Department of neurology, hôpital Lariboisière, 2, rue Ambroise-Paré, 75475 Paris cedex 10, France; Inserm unit U740, université Paris Diderot Paris 7, UFR de médecine Paris Diderot Paris 7 (site Villemin), 10, avenue de Verdun, 75010 Paris, France; Paris 7 university, DHU neurovasc Sorbonne Paris-Cité, 190, avenue de France, 75013 Paris, France; Department of neurology, Framingham heart study, Boston university school of medicine, 72 E Concord St, Boston, MA 02118, USA.
Rev Neurol (Paris). 2013 Oct;169(10):757-64. doi: 10.1016/j.neurol.2013.07.022. Epub 2013 Sep 12.
Delaying the onset of dementia by just a few years could have a major impact on the prevalence of the disease at the population level. Vascular risk factors are modifiable and may offer an important opportunity for preventive approaches. Several studies have shown that diabetes, hypertension, obesity, and smoking are associated with an increased risk of cognitive decline and dementia, but other groups have not observed such a relation. Positive associations were observed mainly in studies where risk factors were assessed in midlife, suggesting that age is an important modulator in the relation between vascular risk factors and cognition. The population attributable risk of dementia is particularly high for hypertension. Associations of vascular risk factors with cognitive decline and dementia are probably mediated largely by cerebrovascular disease, including both stroke and covert vascular brain injury, which can have additive or synergistic effects with coexisting neurodegenerative lesions. To date, randomized trials have not convincingly demonstrated that treating vascular risk factors is associated with a reduction in cognitive decline or dementia risk. Of eight randomized trials testing the effect of antihypertensive agents on dementia risk, only one was positive, and another in a subgroup of individuals with recurrent stroke. In most trials, cognition and dementia were secondary outcomes, follow-up was short and treatment was initiated at an older age. No effect on cognitive decline or dementia could be demonstrated for statins and intensive glycemic control. Future areas of investigation could include differential class effects of antihypertensive drugs on cognitive outcomes and identification of high risk individuals as target population for clinical trials initiated in midlife.

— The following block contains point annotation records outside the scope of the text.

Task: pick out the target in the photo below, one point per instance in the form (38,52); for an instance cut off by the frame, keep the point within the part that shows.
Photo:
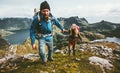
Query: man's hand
(64,30)
(34,47)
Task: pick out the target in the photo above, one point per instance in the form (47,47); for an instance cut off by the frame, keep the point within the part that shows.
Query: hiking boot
(45,63)
(50,59)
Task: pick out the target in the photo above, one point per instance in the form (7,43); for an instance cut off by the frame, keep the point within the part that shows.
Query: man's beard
(45,17)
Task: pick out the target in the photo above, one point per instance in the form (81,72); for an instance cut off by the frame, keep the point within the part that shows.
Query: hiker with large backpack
(41,29)
(74,35)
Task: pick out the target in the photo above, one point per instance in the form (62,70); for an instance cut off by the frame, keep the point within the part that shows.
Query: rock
(103,63)
(32,57)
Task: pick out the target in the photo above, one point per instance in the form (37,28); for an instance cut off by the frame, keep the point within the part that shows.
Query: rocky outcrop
(15,23)
(3,44)
(103,63)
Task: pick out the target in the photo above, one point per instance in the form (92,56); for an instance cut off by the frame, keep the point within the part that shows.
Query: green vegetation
(62,64)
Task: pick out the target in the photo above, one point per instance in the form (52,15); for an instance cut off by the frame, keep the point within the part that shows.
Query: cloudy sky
(92,10)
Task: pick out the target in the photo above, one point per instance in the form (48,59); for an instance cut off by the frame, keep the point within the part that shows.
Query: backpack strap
(38,17)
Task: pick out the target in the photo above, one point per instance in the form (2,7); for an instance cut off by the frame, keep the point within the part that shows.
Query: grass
(62,64)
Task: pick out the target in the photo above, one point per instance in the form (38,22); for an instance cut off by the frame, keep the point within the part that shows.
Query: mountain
(103,26)
(15,23)
(69,21)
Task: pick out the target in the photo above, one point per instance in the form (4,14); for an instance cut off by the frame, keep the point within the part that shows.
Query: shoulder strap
(38,16)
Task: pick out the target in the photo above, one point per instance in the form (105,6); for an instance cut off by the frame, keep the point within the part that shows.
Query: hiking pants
(42,49)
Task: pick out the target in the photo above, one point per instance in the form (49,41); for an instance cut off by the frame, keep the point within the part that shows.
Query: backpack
(38,28)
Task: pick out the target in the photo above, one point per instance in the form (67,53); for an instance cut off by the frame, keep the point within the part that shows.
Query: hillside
(15,23)
(94,57)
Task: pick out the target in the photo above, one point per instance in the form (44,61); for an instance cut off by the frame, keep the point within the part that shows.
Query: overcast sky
(92,10)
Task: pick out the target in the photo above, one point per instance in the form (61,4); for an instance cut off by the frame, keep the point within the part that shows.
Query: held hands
(34,47)
(64,30)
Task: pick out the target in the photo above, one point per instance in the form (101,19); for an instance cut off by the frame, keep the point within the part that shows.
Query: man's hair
(44,5)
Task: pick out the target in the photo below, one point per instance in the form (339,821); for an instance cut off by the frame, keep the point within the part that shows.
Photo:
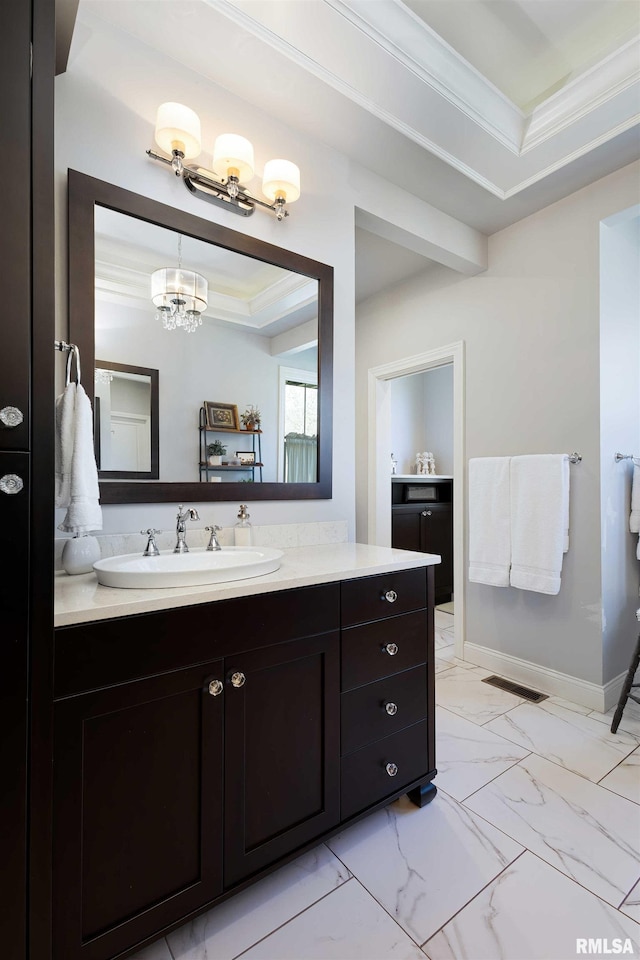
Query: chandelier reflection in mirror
(179,295)
(178,135)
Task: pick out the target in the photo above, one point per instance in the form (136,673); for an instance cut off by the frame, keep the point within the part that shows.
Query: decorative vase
(79,555)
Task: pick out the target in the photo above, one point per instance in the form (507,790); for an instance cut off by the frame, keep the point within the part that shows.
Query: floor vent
(515,688)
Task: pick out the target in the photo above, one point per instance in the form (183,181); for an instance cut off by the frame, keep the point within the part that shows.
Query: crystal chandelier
(179,295)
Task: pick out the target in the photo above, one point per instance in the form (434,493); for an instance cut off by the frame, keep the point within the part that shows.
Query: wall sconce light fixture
(178,135)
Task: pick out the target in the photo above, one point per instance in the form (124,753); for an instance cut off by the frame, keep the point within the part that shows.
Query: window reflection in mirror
(260,320)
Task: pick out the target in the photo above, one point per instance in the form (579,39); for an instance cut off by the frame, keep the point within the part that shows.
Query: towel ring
(73,353)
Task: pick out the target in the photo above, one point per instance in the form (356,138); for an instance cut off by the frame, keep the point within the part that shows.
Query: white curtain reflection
(300,458)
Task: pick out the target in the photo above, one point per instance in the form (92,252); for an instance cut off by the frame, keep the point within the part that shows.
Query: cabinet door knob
(11,417)
(11,483)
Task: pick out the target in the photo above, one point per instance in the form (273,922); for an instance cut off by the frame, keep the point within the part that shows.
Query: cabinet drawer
(382,708)
(365,779)
(365,655)
(365,599)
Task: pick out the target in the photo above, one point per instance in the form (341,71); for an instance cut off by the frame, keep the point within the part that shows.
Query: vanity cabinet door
(137,809)
(282,749)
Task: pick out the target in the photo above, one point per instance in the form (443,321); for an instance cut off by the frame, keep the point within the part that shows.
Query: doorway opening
(380,448)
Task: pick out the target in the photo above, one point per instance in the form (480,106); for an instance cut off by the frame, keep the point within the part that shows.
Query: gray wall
(438,416)
(532,334)
(619,431)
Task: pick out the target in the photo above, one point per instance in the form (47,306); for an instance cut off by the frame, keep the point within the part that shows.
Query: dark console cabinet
(197,748)
(426,526)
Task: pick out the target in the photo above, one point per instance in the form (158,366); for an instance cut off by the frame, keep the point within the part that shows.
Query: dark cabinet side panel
(14,584)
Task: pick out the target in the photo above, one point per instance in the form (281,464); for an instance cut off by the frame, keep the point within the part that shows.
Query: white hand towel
(634,518)
(489,523)
(539,511)
(76,472)
(566,480)
(65,405)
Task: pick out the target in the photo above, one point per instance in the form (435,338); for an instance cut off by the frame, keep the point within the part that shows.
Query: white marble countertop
(82,599)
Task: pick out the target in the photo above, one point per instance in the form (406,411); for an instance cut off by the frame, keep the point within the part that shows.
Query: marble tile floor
(532,844)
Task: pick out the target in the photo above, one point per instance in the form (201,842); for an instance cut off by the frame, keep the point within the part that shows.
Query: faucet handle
(213,540)
(152,547)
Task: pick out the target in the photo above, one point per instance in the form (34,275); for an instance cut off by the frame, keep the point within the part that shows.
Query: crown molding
(411,42)
(599,85)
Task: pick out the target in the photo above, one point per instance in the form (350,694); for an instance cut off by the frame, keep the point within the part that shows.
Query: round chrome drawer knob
(11,483)
(11,417)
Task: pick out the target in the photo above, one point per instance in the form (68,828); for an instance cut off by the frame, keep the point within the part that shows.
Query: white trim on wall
(545,680)
(378,458)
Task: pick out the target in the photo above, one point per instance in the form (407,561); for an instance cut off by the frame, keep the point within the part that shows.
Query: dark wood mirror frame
(84,193)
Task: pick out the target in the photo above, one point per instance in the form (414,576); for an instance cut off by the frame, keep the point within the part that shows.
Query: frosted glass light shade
(233,156)
(170,283)
(281,180)
(178,128)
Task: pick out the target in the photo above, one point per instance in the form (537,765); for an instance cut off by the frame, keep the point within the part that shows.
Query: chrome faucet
(213,540)
(152,546)
(181,527)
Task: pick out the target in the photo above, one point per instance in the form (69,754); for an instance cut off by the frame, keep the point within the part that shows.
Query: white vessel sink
(192,569)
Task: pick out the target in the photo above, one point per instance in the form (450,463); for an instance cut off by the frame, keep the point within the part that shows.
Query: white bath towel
(489,524)
(76,472)
(539,512)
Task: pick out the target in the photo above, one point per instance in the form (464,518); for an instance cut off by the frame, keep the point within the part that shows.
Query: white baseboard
(545,680)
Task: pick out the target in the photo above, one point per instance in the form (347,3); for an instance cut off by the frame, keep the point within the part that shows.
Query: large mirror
(263,339)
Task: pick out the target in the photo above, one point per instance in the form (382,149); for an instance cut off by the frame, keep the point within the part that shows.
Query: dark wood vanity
(422,520)
(198,748)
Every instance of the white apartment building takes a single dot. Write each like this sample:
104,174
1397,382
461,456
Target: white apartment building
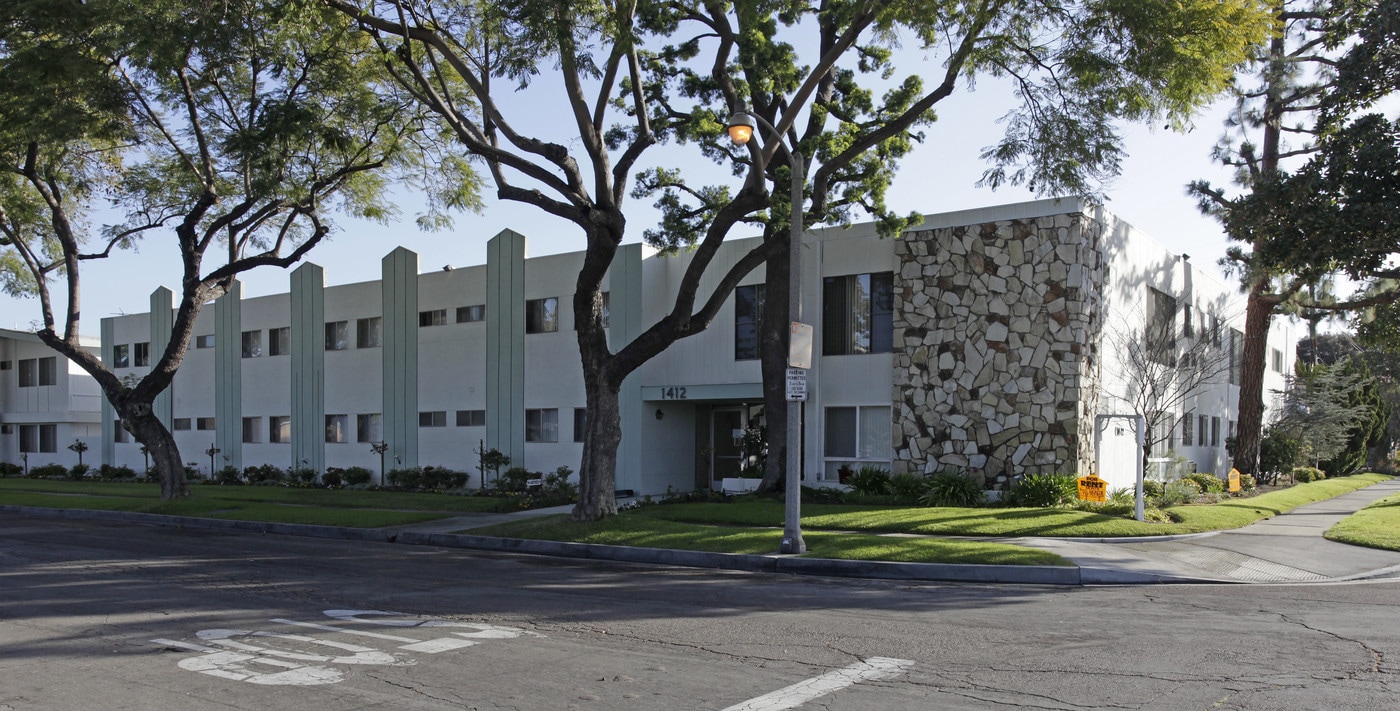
976,342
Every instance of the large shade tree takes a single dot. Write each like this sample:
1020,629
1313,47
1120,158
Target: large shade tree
221,132
633,74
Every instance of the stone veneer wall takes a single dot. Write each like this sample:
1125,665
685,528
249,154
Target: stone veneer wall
996,342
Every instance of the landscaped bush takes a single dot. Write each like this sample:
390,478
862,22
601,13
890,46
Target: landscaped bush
1308,473
409,477
1208,483
907,487
870,480
1045,491
48,470
356,475
948,489
115,472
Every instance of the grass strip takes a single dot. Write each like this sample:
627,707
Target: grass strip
632,529
1375,526
949,521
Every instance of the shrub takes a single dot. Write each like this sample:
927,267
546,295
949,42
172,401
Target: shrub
1208,483
870,480
1179,491
332,479
948,489
48,470
907,487
1045,491
357,475
1304,475
408,477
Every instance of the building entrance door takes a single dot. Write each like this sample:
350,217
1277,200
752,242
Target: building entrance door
727,427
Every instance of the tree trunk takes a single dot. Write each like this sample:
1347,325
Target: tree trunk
160,444
602,434
773,352
1259,314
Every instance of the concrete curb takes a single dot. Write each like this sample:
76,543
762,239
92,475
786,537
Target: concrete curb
690,559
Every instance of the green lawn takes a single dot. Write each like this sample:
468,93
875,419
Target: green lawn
632,529
1376,526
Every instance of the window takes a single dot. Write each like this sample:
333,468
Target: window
1236,356
41,438
748,315
336,427
279,428
858,314
368,427
338,335
542,315
368,333
433,318
471,314
279,342
252,430
857,434
542,426
1161,328
252,345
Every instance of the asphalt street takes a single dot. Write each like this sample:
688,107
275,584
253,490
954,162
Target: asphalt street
115,616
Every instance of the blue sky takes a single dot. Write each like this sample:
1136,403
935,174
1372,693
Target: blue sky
938,177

将痴呆症的发病时间推迟几年,可能会对人群层面上该疾病的患病率产生重大影响。血管危险因素是可以改变的,这可能为预防方法提供了一个重要机会。一些研究表明,糖尿病、高血压、肥胖症和吸烟与认知能力下降和痴呆症的风险增加有关,但其他研究并未观察到这种关联。阳性关联主要出现在在中年期评估风险因素的研究中,这表明年龄是血管危险因素与认知之间关系的一个重要调节剂。高血压导致痴呆症的人群归因风险特别高。血管危险因素与认知能力下降和痴呆症的关联可能主要通过脑血管疾病来介导,包括中风和隐匿性血管性脑损伤,这些疾病与并存的神经退行性病变具有相加或协同作用。迄今为止,随机试验尚未令人信服地证明治疗血管危险因素与降低认知能力下降或痴呆症风险有关。在八项测试抗高血压药物对痴呆症风险影响的随机试验中,只有一项是阳性的,另一项是在复发性中风的亚组中。在大多数试验中,认知和痴呆症是次要结局,随访时间短,治疗开始于老年。他汀类药物和强化血糖控制对认知下降或痴呆症均无影响。未来的研究领域可能包括抗高血压药物对认知结果的不同类别影响,以及确定作为从中年开始进行临床试验的目标人群的高危个体。